CARING FOR OUR HEALTHCARE WORKERS
One of the tragic consequences of anti-Asian violence in the United States during this pandemic is that it has hurt American health workers of Asian descent. Incendiary rhetoric regarding COVID-19 as a “China virus” and the “kung flu” has belied the fact that US hospitals and other healthcare institutions have historically recruited many Asian healthcare workers during health crises. In 2018, US healthcare delivery relied on an immigrant workforce that made up a significant percentage—almost 18 percent—of healthcare workers. The majority of the 512,000 immigrant RNs in the US hailed from the Philippines, followed by India. Among the 269,000 immigrant physicians and surgeons, Indians were the top group, followed by those from China/Hong Kong, Pakistan, Canada, and the Philippines. Immigrants from China/Hong Kong and the Philippines were also represented among home health aides and personal care aides.69
Yet, Asian American health workers have not been immune to anti-Asian hate and violence. In an April 2020 video, Dr. Chen Fu, a hospitalist at NYU Langone Medical Center, reflects on how strange it is as an Asian American doctor during the pandemic and “being celebrated and villainized at the same time.”70 The video then cuts to a daily celebratory routine of car horns honking and people cheering at 7:00 p.m. to thank New York City’s healthcare workers, while Fu notes solemnly, “At the same time I read on the news how people of my ilk are just experiencing tensions that they haven’t experienced in modern history.” Fu has experienced these tensions firsthand. He was stopped in the subway by a passenger who started to scream racial slurs at him, even though Fu was dressed in medical scrubs.
Filipino nurses have also been targets of anti-Asian hate. In late March 2020, San Francisco Unified School District nurse Kyle Navarro was unlocking his bike on his way to the post office to exchange a pair of glasses for a student. A man spat in the direction of Navarro, and then yelled a racial slur. Navarro reflected on the incident, “I was scared and I’m still scared. Navigating life as a queer person, I always have some level baseline of fear going out at any time. But even more so now.”71
What should be done to end this fear, to stop Asian hate, and to heal from this pandemic? Navarro emphasized one path forward: access to comprehensive healthcare, including mental health services, for all Americans.

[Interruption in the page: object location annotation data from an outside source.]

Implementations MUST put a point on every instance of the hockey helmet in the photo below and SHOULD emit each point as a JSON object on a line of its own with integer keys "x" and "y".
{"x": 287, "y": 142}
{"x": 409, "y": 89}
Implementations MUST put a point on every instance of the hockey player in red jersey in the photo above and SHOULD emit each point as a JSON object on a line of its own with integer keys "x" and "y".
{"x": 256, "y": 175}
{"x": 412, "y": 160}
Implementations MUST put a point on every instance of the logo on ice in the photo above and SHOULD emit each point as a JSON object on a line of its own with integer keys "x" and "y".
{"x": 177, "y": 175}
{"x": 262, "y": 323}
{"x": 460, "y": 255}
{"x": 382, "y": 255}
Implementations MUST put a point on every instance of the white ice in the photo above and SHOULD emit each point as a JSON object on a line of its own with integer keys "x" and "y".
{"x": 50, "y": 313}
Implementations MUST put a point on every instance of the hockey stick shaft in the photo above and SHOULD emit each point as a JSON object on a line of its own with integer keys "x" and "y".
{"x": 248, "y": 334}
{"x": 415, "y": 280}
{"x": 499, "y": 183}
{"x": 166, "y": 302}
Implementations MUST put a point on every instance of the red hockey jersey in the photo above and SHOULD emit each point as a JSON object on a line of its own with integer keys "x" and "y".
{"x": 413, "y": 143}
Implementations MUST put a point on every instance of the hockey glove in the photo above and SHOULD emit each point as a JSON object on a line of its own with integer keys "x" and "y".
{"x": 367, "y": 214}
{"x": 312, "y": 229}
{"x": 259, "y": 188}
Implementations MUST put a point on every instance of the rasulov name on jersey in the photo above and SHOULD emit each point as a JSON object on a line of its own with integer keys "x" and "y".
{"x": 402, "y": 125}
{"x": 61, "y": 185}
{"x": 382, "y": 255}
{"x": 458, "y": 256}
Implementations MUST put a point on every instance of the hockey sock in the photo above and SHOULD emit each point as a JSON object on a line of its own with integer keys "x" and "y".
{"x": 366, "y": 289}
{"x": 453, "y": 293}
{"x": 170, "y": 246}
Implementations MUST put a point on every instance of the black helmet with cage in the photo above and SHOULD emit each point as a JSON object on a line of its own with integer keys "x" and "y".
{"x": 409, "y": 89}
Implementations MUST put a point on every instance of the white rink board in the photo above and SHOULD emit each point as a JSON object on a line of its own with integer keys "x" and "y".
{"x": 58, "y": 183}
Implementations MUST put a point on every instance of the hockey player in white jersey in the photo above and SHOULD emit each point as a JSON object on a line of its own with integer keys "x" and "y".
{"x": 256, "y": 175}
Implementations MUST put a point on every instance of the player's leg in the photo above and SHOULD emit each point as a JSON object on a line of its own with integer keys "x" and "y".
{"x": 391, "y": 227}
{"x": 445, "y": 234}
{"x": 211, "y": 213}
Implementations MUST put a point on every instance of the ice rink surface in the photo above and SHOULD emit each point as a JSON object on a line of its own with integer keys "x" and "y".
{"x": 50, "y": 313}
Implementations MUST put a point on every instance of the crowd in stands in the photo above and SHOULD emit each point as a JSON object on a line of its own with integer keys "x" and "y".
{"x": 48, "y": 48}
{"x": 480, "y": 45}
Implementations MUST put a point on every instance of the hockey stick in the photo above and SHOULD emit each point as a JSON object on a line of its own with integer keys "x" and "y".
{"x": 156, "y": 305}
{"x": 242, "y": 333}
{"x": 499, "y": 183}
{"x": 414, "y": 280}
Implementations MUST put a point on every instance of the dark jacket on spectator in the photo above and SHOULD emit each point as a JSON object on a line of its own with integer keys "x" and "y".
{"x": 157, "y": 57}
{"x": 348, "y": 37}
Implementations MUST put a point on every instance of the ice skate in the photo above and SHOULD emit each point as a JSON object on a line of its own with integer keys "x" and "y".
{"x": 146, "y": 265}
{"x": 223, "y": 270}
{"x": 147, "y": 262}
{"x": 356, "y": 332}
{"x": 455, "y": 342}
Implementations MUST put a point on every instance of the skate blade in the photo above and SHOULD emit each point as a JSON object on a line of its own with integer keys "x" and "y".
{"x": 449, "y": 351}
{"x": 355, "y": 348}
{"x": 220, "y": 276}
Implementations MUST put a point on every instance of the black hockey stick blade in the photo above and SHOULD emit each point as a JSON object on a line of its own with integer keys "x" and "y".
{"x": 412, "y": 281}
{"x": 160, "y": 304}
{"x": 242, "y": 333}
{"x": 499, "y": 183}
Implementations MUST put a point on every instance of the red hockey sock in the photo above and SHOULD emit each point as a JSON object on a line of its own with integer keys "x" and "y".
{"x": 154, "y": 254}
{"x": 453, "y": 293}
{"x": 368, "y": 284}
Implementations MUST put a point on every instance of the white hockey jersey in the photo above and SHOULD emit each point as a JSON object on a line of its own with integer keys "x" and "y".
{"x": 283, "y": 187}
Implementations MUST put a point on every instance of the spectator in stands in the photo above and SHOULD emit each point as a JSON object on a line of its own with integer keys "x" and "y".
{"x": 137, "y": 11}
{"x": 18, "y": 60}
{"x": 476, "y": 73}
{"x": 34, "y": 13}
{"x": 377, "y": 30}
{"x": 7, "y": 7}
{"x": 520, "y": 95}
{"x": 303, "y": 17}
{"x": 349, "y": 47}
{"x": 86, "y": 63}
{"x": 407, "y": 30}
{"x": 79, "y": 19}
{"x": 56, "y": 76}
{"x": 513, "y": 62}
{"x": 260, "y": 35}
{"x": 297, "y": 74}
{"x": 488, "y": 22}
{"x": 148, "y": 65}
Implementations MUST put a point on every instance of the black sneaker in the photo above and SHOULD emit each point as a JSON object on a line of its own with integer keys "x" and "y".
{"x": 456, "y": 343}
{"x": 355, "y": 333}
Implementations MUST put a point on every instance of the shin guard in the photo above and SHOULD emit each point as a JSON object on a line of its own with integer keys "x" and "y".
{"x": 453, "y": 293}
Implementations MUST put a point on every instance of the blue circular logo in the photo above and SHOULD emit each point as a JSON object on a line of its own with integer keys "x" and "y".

Despite the presence of so many Asian healthcare workers on the front lines fighting COVID-19, the history of associating Asians with disease is repeating itself. In an April 2020 interview for a Berkeley News story, journalist Ivan Natividad asked me the following questions: “How does this Asian xenophobia and racism impact other ethnic groups? How does it affect our attempts to combat the spread of COVID-19?” I responded:
It’s harmful to everyone. When Asians and Asian Americans don’t go out in public to the hospital when feeling ill because they fear being the victims of anti-Asian hate crimes—that’s a public health problem. While it is important that we modify individual behaviors, like washing our hands and keeping our distance from each other, we need everyone involved to make it effective. So, when you start blaming Asians or Asian Americans, it disrupts that collective response.72
The title of Natividad’s article is “Racist Harassment of Asian Health Care Workers Won’t Cure Coronavirus.” It is an ironic message that demands our attention. Underlying it is a history lesson about the inefficacy of medical scapegoating that we’ve yet to learn in the twenty-first century. As I write, this pandemic is not over. Variants emerge. Anti-Asian hate and violence surge. At stake is the health of the nation.